Notice it, “Defiles the whole body” (James 3:6). If we are not careful, what is in our our heart will spew out of our mouth and death will ensue. What is in our heart, if not checked, will come out of our mouth sooner or later.
Luke 6:45 – “A good man out of the good treasure of his heart brings forth good; and an evil man out of the evil treasure of his heart brings forth evil. For out of the abundance of the heart his mouth speaks.”
We must watch what is in our heart, guard it diligently, and deal with it before it comes out of our mouth and results in destruction. Once this begins in a church, it will spread like wildfire and eventually “defiles (destroys) the whole body” (James 3:6).
Proverbs 4:23 – “Keep thy heart with all diligence; for out of it are the issues of life.”

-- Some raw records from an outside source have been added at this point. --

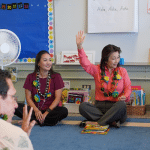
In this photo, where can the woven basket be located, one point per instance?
(136, 110)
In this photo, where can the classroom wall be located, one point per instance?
(71, 16)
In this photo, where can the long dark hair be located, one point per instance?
(37, 60)
(106, 52)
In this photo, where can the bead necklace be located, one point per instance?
(112, 92)
(47, 93)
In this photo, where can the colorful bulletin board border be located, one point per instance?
(51, 28)
(50, 35)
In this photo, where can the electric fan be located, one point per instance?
(10, 47)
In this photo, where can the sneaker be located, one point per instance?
(83, 124)
(116, 124)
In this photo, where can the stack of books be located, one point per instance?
(137, 96)
(95, 129)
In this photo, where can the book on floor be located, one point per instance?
(95, 129)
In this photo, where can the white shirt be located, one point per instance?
(13, 137)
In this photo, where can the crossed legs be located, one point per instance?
(104, 112)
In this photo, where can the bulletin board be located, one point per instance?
(32, 25)
(112, 16)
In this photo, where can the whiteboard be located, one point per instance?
(112, 16)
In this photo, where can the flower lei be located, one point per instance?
(36, 83)
(112, 92)
(4, 117)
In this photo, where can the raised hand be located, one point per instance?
(39, 115)
(26, 124)
(80, 39)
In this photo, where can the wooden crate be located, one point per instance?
(136, 110)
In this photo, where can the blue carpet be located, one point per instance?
(142, 120)
(69, 137)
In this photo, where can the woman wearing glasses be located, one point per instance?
(43, 89)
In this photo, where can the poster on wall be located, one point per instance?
(106, 16)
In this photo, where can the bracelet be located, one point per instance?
(49, 110)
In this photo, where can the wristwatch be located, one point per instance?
(49, 110)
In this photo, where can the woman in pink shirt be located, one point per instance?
(112, 86)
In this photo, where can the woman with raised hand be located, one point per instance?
(43, 89)
(112, 86)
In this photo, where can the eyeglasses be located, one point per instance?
(14, 97)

Asking Anything in Jesus’ Name
Jesus said, “Whatever you ask in My name, that will I do, so that the Father may be glorified in the Son. If you ask Me anything in My name, I will do it” (John 14:13-14). This appears to be, as it were, a blank check that has already been signed by Jesus Himself.
It seems Jesus is encouraging us to ask for anything we desire, just sign His name to it and He will grant it. It’s similar to that which God told Solomon, “Ask! What shall I give you” (1 Kings 3:5)? God gave him what He requested and beyond (Ephesians 3:20). Four keys to praying in Jesus’ name:
- Power of attorney. If you are given power of attorney over someone’s finances, you are to use or distribute it for their purposes only. You can use it however you choose. However, there will be a day of accounting when you will give an account as to how you used what was theirs. There will be an accounting one day of how we used His name. When we pray using His name it must be used for His purposes.
- In His will (1 John 5:14-15). Praying in Jesus’ name means we are praying for His will and purposes to be implemented in the affairs of men (our affairs and life) on earth (Matthew 6:10).
- In His merit not ours (Romans 5:1-2 and Hebrews 4:16). When we come to Him, praying in His name, we are coming in His merit and not our own. We come in His righteousness, having been made worthy by His finished work on the cross for us (2 Corinthians 5:21 and Colossians 1:12).
- For His glory (John 14:13). When praying in His name we should be praying only for that which will bring Him glory. Judge what you are praying for and if it will bring God glory, then you are praying rightly. If it will not bring Him glory, then it is something you should not be praying for – “whatever you do, do all to the glory of God” (1 Corinthians 10:31).
Prayer: Lord, I ask you to check my spirit, examine me and show me my motives. I desire to seek Your will and pray in such a way so as to bring glory to Your name and support Your purposes. In Jesus name. Amen!